The European Union regrets that due to the absence of a quorum, the temporary parliamentary committee for comprehensive reform of electoral and other legislation was not able to successfully complete its work before the end of its mandate on 18 December. This represents a missed opportunity for Montenegro to re-establish political dialogue in the parliament, to review in a comprehensive and inclusive manner the electoral framework, to enhance trust in the conduct of next year's parliamentary elections and to reach cross-party agreement on a number of deliverables which are important for Montenegro’s EU reform agenda, in particular with regard to the negotiation chapters 23 and 24 related to the Rule of Law.
The EU reiterates that political debate should take place in the Parliament and that parliamentary boycotts are not a solution, especially for a country negotiating accession to the EU. The EU has consistently encouraged all political actors in Montenegro to take their responsibility and bring the political debate back to the Parliament.

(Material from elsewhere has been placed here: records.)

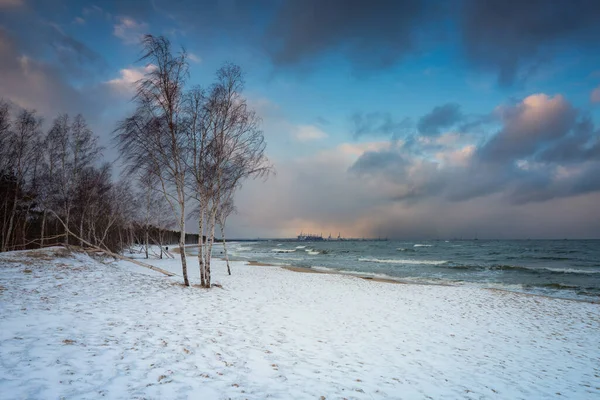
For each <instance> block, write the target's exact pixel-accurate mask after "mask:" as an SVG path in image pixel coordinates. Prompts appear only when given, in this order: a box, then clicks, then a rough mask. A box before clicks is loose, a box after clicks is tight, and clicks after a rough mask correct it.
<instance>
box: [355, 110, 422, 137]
mask: <svg viewBox="0 0 600 400" xmlns="http://www.w3.org/2000/svg"><path fill="white" fill-rule="evenodd" d="M350 122H351V124H352V134H353V135H354V137H355V138H359V137H361V136H378V135H380V136H388V137H392V138H398V137H399V136H401V135H403V134H406V133H407V132H408V130H409V128H410V127H411V125H412V123H411V121H410V119H409V118H404V119H402V120H400V121H397V120H395V119H394V118H393V117H392V115H391V114H390V113H386V112H372V113H362V112H355V113H354V114H352V115H351V116H350Z"/></svg>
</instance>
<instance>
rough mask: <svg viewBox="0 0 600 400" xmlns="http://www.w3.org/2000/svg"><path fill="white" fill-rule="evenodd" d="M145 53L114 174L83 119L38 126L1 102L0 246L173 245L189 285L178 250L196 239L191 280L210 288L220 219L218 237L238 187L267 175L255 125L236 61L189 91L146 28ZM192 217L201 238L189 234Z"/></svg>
mask: <svg viewBox="0 0 600 400" xmlns="http://www.w3.org/2000/svg"><path fill="white" fill-rule="evenodd" d="M142 49H143V54H142V57H141V58H140V60H139V61H140V62H143V63H145V64H146V68H145V71H146V73H145V75H144V76H143V77H142V78H141V79H140V80H139V81H137V82H136V83H135V86H136V91H135V95H134V97H133V99H132V100H133V103H134V104H135V109H134V110H133V112H132V113H131V114H130V115H128V116H127V117H126V118H125V119H123V120H122V121H120V122H119V123H118V125H117V126H116V129H115V131H114V143H115V146H116V147H117V148H118V150H119V155H120V161H121V165H122V166H123V171H122V174H121V178H120V179H114V177H113V171H112V168H111V165H110V164H109V163H108V162H106V161H105V160H103V150H105V149H103V148H102V147H101V146H99V145H98V136H96V134H95V133H94V132H93V131H92V130H91V129H90V127H89V125H88V123H87V122H86V120H85V118H84V116H82V115H77V116H75V117H71V116H69V115H68V114H62V115H59V116H57V117H56V118H55V119H54V120H52V122H51V123H50V124H49V128H48V129H47V130H46V131H44V128H43V127H44V123H43V122H44V119H43V118H42V116H40V115H39V114H38V113H37V112H36V111H35V110H29V109H19V108H18V107H16V106H14V105H13V104H12V103H11V102H10V101H9V100H8V99H7V100H2V102H1V103H0V190H1V192H2V193H3V194H4V195H3V196H2V199H1V200H0V201H1V204H0V226H1V232H0V250H1V251H9V250H18V249H28V248H37V247H40V248H41V247H46V246H50V245H55V244H57V243H61V244H63V245H66V246H72V245H75V246H81V247H88V248H94V249H96V250H99V251H104V252H106V253H108V254H111V255H117V254H119V253H122V252H123V251H124V250H125V249H130V248H131V247H132V246H134V245H139V246H141V248H142V252H143V254H144V255H145V257H146V258H148V257H149V256H150V254H149V249H150V248H151V245H158V248H159V249H160V251H159V253H160V255H159V256H160V257H161V258H162V257H163V247H164V246H165V245H166V244H168V243H172V242H177V245H178V247H179V252H180V254H181V267H182V275H183V280H184V284H185V285H186V286H190V281H189V278H188V262H187V257H186V254H185V251H184V247H185V246H186V244H189V243H195V244H197V246H198V264H199V268H200V279H201V282H200V284H201V286H202V287H211V252H212V248H213V244H214V243H215V233H216V232H217V229H216V228H217V226H219V230H218V232H220V235H221V239H222V240H223V241H225V232H226V229H225V223H226V221H227V217H228V216H229V215H230V214H231V213H232V212H233V211H234V210H235V207H234V196H235V193H236V191H237V190H238V189H239V188H240V186H241V185H242V183H243V182H244V180H246V179H248V178H264V177H267V176H268V175H269V174H270V173H271V172H272V167H271V165H270V163H269V161H268V158H267V157H266V155H265V148H266V143H265V140H264V136H263V133H262V131H261V129H260V122H261V121H260V118H259V116H258V115H257V114H256V113H255V112H254V111H253V110H252V109H251V108H250V107H249V106H248V103H247V100H246V99H245V98H244V97H243V95H242V92H243V89H244V77H243V72H242V69H241V68H240V67H239V66H237V65H234V64H231V63H226V64H225V65H223V66H222V67H221V68H220V69H219V70H218V71H217V74H216V80H215V82H214V83H213V84H211V85H209V86H208V87H206V88H203V87H199V86H193V87H188V86H189V85H188V81H189V78H190V76H189V70H188V61H189V56H188V54H187V53H186V51H185V50H184V49H181V50H180V51H178V52H174V51H173V49H172V46H171V43H170V41H169V40H168V39H166V38H165V37H162V36H159V37H155V36H151V35H146V36H144V38H143V40H142ZM190 220H194V221H196V226H197V228H198V232H199V233H198V234H193V235H189V234H188V233H187V232H186V228H187V225H186V224H187V222H188V221H190ZM176 236H177V237H176ZM175 239H176V240H175ZM167 254H168V253H167ZM120 256H121V257H122V255H120ZM228 273H231V272H230V269H229V265H228Z"/></svg>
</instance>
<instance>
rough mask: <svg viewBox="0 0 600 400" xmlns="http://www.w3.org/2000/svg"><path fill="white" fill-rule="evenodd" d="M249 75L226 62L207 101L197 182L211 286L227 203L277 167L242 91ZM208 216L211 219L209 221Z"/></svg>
mask: <svg viewBox="0 0 600 400" xmlns="http://www.w3.org/2000/svg"><path fill="white" fill-rule="evenodd" d="M243 89H244V79H243V75H242V71H241V68H240V67H239V66H237V65H234V64H225V65H224V66H223V67H222V68H220V69H219V70H218V71H217V82H216V83H215V84H214V85H213V86H212V87H211V89H210V92H209V94H208V95H207V96H206V98H205V99H204V107H203V112H202V114H201V115H202V118H201V121H202V122H201V123H202V128H200V129H201V130H202V131H203V132H205V133H204V135H205V136H206V139H205V141H204V143H205V145H204V148H203V149H202V150H203V151H202V152H201V155H202V163H201V166H200V167H199V171H201V172H202V174H201V175H200V174H195V176H197V175H199V176H200V177H201V178H202V181H198V182H197V185H196V186H197V190H198V191H202V194H201V195H200V196H198V197H199V198H200V200H201V201H200V213H199V214H200V220H201V222H200V226H201V227H202V228H203V229H202V230H201V231H200V232H201V234H202V233H203V232H204V233H205V234H206V237H207V243H206V248H205V249H204V263H203V267H204V274H203V275H204V286H205V287H210V285H211V269H210V267H211V254H212V247H213V244H214V240H215V225H216V223H217V213H218V211H219V209H220V207H221V203H222V202H228V201H230V200H232V196H233V194H234V192H235V190H236V188H238V187H239V186H240V185H241V182H242V181H243V180H244V179H247V178H249V177H265V176H267V175H268V174H269V173H270V172H271V171H272V167H271V165H270V164H269V162H268V159H267V157H266V156H265V153H264V151H265V146H266V145H265V141H264V136H263V133H262V131H261V130H260V122H261V121H260V118H258V117H257V115H256V114H255V112H254V111H252V110H250V109H249V108H248V105H247V102H246V99H245V98H244V97H242V95H241V93H242V91H243ZM204 215H206V217H207V220H206V223H204Z"/></svg>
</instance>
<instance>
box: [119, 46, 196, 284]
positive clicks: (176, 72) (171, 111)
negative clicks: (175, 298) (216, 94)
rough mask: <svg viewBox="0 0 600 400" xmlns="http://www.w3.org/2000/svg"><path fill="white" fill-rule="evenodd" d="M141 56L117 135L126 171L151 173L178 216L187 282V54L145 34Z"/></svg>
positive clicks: (169, 202)
mask: <svg viewBox="0 0 600 400" xmlns="http://www.w3.org/2000/svg"><path fill="white" fill-rule="evenodd" d="M142 44H143V48H144V54H143V56H142V57H141V59H140V61H145V62H148V63H149V65H150V68H149V69H148V72H147V73H146V75H145V76H144V77H143V78H142V79H141V80H140V81H138V82H137V91H136V95H135V97H134V101H135V103H136V105H137V108H136V110H135V112H134V114H133V115H132V116H130V117H129V118H127V119H125V120H124V121H122V122H121V123H120V124H119V126H118V128H117V130H116V133H117V135H116V138H117V141H118V143H119V147H120V151H121V155H122V157H123V159H124V161H125V163H126V166H127V170H128V171H129V172H139V171H144V172H146V173H151V174H154V175H155V176H156V177H157V179H158V181H159V183H160V187H161V190H162V192H163V195H164V197H165V199H166V200H167V202H168V203H169V205H170V207H171V210H172V212H173V214H174V215H175V217H176V219H177V221H178V228H179V231H180V239H179V249H180V252H181V266H182V271H183V279H184V284H185V285H186V286H189V280H188V274H187V261H186V254H185V234H186V232H185V216H186V213H185V206H186V197H187V196H186V181H185V179H186V172H187V168H186V161H185V157H186V155H187V153H186V140H185V139H186V135H185V129H184V125H185V124H184V115H183V108H184V107H183V103H184V88H185V83H186V79H187V77H188V61H187V54H186V52H185V51H184V50H182V51H181V52H180V53H178V54H173V52H172V51H171V44H170V42H169V40H168V39H166V38H164V37H154V36H151V35H146V36H145V37H144V39H143V42H142Z"/></svg>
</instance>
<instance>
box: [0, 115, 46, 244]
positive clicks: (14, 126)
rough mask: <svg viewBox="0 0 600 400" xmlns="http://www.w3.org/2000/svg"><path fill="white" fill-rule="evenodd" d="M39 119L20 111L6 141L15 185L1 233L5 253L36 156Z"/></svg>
mask: <svg viewBox="0 0 600 400" xmlns="http://www.w3.org/2000/svg"><path fill="white" fill-rule="evenodd" d="M40 125H41V119H40V118H39V117H38V116H37V115H36V112H35V111H32V110H21V111H20V112H19V113H18V115H17V117H16V119H15V122H14V124H13V132H12V135H11V134H10V133H9V135H8V140H7V143H6V145H7V150H8V151H7V156H8V158H9V160H10V164H9V165H8V168H7V169H8V171H9V172H10V174H11V175H12V176H13V177H14V180H15V183H16V185H15V186H14V190H13V193H8V195H9V196H7V197H10V200H9V201H10V203H9V204H10V206H9V207H10V211H9V212H8V213H7V216H8V221H7V223H6V229H5V230H4V231H3V240H2V243H1V246H0V247H1V248H0V250H1V251H7V250H8V248H9V246H10V245H11V239H12V237H13V229H14V228H15V223H16V220H15V219H16V216H17V208H18V205H19V201H20V200H21V197H22V196H23V189H24V187H25V180H26V177H27V174H28V173H29V172H30V169H31V166H32V163H31V160H32V159H33V158H34V157H35V156H36V151H37V149H36V147H35V146H36V144H37V142H38V140H39V137H40V135H41V132H40Z"/></svg>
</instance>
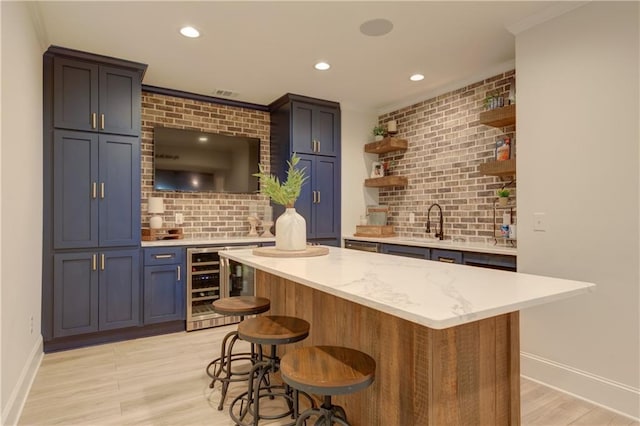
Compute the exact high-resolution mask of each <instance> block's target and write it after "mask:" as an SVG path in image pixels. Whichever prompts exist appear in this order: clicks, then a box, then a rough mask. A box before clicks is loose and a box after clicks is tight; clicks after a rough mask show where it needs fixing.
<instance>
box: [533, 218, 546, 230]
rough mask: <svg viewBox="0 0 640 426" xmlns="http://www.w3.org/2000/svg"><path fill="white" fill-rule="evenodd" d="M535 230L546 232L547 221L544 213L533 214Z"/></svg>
mask: <svg viewBox="0 0 640 426" xmlns="http://www.w3.org/2000/svg"><path fill="white" fill-rule="evenodd" d="M533 230H534V231H540V232H545V231H546V230H547V221H546V219H545V214H544V213H534V214H533Z"/></svg>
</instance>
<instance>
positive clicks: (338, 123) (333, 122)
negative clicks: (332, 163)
mask: <svg viewBox="0 0 640 426" xmlns="http://www.w3.org/2000/svg"><path fill="white" fill-rule="evenodd" d="M313 112H314V115H313V121H312V125H313V129H312V133H313V138H314V139H315V140H316V141H317V143H316V154H322V155H331V156H336V155H338V149H339V148H338V147H339V143H338V141H339V138H340V133H339V129H340V112H339V110H337V109H336V108H330V107H323V106H317V107H316V108H315V109H314V111H313Z"/></svg>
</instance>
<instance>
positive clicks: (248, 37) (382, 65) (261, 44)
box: [34, 1, 558, 112]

The EU notes that the government submitted the draft Law on Freedom of Religion or Belief and the Legal Status of Religious Communities to the parliament. Regulating religious communities is a national competence, but this should be done in an inclusive way, bringing together all relevant stakeholders, and in line with relevant international and European human rights standards, in particular with all recommendations of the Venice Commission's opinion of 24 June 2019.